Thursday, November 29, 2007
NEW! Poetry by Nathalie Stephens
Nathalie Stephens
from T H E S O R R O W A N D T H E F A S T O F I T
The dead warn copiously against love.
I spent the last of winter emptying sand from my shoes. From end to end of a single long shore interrupting the sea. Walking. As though cobble could account for grief. And my feet could subdue the sovereignty of retreat. It was a moment of many moments with my two arms swinging and my hands tied. The water ran over and sifted me. Weathered me. Until I became dark rock and the hard waters below. It was a whole edge of earth splintering. Where skin split runoff endangered me.
All the waters of the world run to the sea. To where the earth is comfortable and worn.

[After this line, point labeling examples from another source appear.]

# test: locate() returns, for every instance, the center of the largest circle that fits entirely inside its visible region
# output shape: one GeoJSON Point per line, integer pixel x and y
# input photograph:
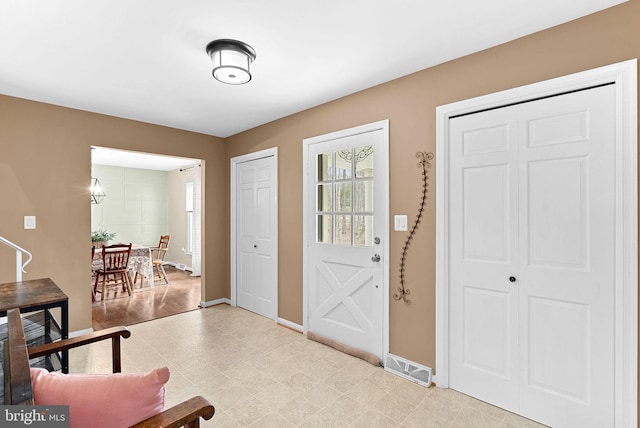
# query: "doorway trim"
{"type": "Point", "coordinates": [369, 127]}
{"type": "Point", "coordinates": [272, 152]}
{"type": "Point", "coordinates": [624, 75]}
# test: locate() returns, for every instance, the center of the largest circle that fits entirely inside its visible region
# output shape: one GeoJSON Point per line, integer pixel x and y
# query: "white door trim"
{"type": "Point", "coordinates": [380, 125]}
{"type": "Point", "coordinates": [624, 75]}
{"type": "Point", "coordinates": [272, 152]}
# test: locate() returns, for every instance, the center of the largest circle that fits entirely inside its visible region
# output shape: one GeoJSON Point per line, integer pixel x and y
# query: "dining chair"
{"type": "Point", "coordinates": [93, 273]}
{"type": "Point", "coordinates": [157, 256]}
{"type": "Point", "coordinates": [114, 268]}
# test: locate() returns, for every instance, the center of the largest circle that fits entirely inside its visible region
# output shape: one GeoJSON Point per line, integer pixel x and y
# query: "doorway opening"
{"type": "Point", "coordinates": [145, 196]}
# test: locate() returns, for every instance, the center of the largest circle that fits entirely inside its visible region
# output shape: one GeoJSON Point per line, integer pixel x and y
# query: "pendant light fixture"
{"type": "Point", "coordinates": [231, 60]}
{"type": "Point", "coordinates": [97, 192]}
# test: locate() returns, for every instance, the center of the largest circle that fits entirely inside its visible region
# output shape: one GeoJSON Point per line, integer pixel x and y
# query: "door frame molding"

We wash the dirt from our hands. We are that cowardly.
_____
Just as I was leaving.
The citydust fretting the street. It was a book of many fragilities. The sanctioned, the vilified, the meek. J. said an inhumanity. For the poised the poisoned the constancy. I wanted to touch what was underneath. To dislodge the body from performance gesture from posture. To make the heart the first place. Before even the mother. Before even the sea.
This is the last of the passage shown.